CoreTec 'waterproof' products -- will it still leak water into basement?

Discussion in 'Vinyl Flooring Q&A' started by dosstx, Sep 19, 2019.

  1. dosstx

    dosstx Active Member

    I live in a house built in 1925 and it looks like it still has the original hardwood flooring (t&groove). There is no subfloor under this flooring. The floor rests on joists.

    I am looking at finishing my basement (small bath, media room) but have some concerns about the hardwood flooring above:

    1.) If liquid is spilled on the first floor (above basement), it can seep down into the basement.
    2.) It is very noisy in the basement when someone walks on the flooring above, especially with heeled shoes!

    To mitigate the above concerns, I did a little research and think that if I purchase a product such as CoreTec LVP (or Shaw) , it may keep water spills from getting below. I received some CoreTec "waterproof" floor samples ("coreTec Plus Premium" - Penmore Walnut(VV458-02711) EVP Vinyl Wood Flooring | COREtec) and see their claims of waterproof and noise mitigation. I tested out a few samples, walked on them, and spilled water (and waited for about an hour) on them to see if it leaked through. The water didn't leak through-- it was bone dry between the cracks, too. I couldn't really test out the noise issue but I did see there was a thick cork underlayment (much thicker than other versions of coretec products). I plan to also add some sound insulation on the basement ceiling, too. So, don't want water to get there, either.
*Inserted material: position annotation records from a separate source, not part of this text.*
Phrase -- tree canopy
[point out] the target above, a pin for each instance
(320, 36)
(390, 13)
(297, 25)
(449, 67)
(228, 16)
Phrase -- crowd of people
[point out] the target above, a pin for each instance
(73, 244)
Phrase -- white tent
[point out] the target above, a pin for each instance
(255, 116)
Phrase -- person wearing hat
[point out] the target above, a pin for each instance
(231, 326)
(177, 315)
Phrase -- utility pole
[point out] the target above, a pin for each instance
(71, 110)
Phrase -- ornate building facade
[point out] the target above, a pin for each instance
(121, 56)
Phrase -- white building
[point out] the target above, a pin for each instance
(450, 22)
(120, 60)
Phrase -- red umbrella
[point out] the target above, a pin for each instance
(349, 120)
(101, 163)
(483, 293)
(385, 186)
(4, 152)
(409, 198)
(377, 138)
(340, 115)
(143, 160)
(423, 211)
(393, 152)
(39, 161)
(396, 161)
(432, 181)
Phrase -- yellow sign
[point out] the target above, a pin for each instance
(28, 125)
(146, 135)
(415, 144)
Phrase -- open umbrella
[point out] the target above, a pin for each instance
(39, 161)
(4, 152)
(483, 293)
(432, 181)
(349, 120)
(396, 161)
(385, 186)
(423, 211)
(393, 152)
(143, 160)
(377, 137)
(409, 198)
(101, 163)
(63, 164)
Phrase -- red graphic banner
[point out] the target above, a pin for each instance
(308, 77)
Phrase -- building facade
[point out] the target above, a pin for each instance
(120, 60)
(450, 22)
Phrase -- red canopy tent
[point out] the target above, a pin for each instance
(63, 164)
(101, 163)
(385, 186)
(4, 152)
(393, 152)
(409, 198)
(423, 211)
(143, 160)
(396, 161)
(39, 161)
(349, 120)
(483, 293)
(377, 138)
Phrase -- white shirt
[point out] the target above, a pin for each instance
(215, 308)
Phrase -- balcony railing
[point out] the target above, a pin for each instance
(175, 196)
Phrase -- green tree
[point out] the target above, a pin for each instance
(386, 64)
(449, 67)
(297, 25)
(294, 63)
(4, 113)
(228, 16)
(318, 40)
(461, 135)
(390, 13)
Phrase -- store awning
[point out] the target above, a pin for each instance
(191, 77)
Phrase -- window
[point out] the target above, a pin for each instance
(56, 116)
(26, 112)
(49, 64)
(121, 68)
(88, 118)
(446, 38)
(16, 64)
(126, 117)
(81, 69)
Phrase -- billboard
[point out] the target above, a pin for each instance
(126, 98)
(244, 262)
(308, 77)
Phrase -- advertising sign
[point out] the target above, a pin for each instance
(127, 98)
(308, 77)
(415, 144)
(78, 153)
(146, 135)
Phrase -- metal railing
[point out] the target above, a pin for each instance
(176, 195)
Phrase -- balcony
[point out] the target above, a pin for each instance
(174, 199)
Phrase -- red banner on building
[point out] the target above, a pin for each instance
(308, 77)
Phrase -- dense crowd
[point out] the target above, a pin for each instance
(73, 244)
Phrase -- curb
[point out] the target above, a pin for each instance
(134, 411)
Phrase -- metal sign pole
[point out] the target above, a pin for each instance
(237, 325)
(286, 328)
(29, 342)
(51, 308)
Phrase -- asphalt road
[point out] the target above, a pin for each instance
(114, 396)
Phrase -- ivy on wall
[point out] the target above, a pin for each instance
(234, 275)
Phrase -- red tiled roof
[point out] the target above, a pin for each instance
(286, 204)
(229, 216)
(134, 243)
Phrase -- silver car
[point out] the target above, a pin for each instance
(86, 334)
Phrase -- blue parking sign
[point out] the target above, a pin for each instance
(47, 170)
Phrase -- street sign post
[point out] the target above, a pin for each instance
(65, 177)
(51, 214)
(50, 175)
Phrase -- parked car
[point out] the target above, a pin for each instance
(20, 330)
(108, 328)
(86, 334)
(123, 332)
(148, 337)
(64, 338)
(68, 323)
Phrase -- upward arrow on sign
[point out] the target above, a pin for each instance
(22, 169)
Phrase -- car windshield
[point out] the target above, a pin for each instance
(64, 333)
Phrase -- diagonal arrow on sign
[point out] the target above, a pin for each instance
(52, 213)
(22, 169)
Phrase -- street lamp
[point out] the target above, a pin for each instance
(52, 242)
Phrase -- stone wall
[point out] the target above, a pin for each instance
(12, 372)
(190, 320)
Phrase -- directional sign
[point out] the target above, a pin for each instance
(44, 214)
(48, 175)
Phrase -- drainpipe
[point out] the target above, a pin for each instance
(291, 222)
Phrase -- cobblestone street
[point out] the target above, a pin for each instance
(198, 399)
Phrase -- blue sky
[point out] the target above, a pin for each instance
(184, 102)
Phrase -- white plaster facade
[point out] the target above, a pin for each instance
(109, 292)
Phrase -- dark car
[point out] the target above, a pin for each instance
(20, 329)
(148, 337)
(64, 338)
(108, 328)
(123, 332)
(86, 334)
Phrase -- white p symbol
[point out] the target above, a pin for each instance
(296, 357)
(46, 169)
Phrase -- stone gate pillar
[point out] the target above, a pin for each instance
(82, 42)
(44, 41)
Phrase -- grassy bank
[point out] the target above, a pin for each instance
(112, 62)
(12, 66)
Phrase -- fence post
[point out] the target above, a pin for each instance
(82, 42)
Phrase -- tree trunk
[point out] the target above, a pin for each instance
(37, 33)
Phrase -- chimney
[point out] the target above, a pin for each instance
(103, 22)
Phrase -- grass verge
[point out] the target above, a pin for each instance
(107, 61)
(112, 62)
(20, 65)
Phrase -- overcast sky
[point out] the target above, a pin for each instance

    Am I justified to being concerned about water seeping through the CoreTec floor and sitting sandwiched between the original hardwood?

    In the future, I'd like the possibility of also removing the CoreTec and revealing the original hardwood if we decide to sell.

    I am not saying CoreTec is the answer for me (I will check out Shaw too), but my goal right now is to see whether a floating floor such as CoreTec would help alleviate my concerns of spills and noise. I've never installed flooring before. I have about 1000sqft of floor I'd need to cover.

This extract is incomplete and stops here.